Seniors with dementia may experience various personality and behavior changes, such as mood swings, depression, anger issues, aggression, confusion, and memory loss. In addition, as the condition progresses, they begin struggling with communication and language skills, visual perception, judgment, problem-solving skills, and more.

Being a witness to such changes in a person you have known as strong and reliable your whole life can be heartbreaking.

In addition, everyday stress linked to caregiving may lead to caregiver burnout, causing a state of complete emotional, mental, and physical exhaustion.

If you are too focused on a person’s needs, you may start neglecting your own needs and well-being. If you often experience symptoms of anxiety, depression, and stress, seek mental health support.

What are the Common Complaints of Patients at Home?
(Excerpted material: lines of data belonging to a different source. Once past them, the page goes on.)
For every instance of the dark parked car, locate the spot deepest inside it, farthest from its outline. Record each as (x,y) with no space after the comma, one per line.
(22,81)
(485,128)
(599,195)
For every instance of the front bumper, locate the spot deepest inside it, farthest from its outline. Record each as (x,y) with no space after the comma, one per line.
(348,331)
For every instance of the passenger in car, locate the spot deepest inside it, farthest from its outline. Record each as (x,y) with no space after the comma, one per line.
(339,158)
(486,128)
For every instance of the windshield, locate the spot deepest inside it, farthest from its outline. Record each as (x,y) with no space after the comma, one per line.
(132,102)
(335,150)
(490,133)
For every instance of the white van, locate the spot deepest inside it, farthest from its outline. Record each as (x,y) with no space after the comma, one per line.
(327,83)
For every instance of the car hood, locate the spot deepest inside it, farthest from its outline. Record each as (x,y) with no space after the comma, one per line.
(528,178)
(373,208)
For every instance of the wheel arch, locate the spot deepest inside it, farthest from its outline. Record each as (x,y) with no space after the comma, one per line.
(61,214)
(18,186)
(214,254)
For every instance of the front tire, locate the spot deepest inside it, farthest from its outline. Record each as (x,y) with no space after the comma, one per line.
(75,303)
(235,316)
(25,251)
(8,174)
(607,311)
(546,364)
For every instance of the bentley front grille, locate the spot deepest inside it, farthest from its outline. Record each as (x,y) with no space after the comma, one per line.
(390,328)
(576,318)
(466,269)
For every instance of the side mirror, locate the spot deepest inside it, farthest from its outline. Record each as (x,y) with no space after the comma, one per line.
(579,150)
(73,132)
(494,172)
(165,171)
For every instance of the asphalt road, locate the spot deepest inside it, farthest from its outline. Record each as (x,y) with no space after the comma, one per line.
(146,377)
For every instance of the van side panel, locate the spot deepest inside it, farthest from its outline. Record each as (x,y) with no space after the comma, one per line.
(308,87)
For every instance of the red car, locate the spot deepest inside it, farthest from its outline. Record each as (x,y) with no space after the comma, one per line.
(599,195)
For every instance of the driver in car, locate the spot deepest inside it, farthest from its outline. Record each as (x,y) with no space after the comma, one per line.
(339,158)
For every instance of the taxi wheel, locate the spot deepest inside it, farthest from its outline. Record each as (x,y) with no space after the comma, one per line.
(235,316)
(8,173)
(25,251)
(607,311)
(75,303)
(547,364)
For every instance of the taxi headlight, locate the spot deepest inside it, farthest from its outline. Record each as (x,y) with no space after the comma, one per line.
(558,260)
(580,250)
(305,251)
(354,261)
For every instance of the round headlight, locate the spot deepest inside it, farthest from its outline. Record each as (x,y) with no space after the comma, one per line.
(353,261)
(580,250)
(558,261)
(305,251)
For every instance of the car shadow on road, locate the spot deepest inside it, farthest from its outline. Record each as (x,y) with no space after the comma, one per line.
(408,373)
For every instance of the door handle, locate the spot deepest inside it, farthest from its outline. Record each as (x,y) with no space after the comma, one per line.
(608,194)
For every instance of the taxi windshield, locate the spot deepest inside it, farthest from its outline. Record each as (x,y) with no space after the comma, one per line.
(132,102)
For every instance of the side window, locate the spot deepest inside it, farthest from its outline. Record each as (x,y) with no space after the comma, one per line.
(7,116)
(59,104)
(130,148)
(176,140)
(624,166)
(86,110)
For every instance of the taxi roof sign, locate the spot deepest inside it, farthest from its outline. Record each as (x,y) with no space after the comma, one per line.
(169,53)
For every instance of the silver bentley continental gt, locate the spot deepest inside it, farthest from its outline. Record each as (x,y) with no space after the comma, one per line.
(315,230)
Many seniors receive care from paid caregivers, resulting in various complaints when receiving care at home.

Some of the most common complaints of patients at home involve:

  • Unreliable caregivers
  • Poor communication with a caregiver
  • Confusion in communication due to having more than a one caregiver
  • Inconsistent quality of care
  • Caregivers with a lack of caregiving training
  • Caregivers who are not punctual or flexible
  • Unaccommodating caregivers
  • Language barriers

Home care involves many aspects, from medication management and personal care to transportation and household chores.

Dementia and other chronic health conditions can make caring for the elderly at home very challenging. If you decide to be a caregiver for an aging family member, it is important to understand that caregiving can be demanding and stressful at times.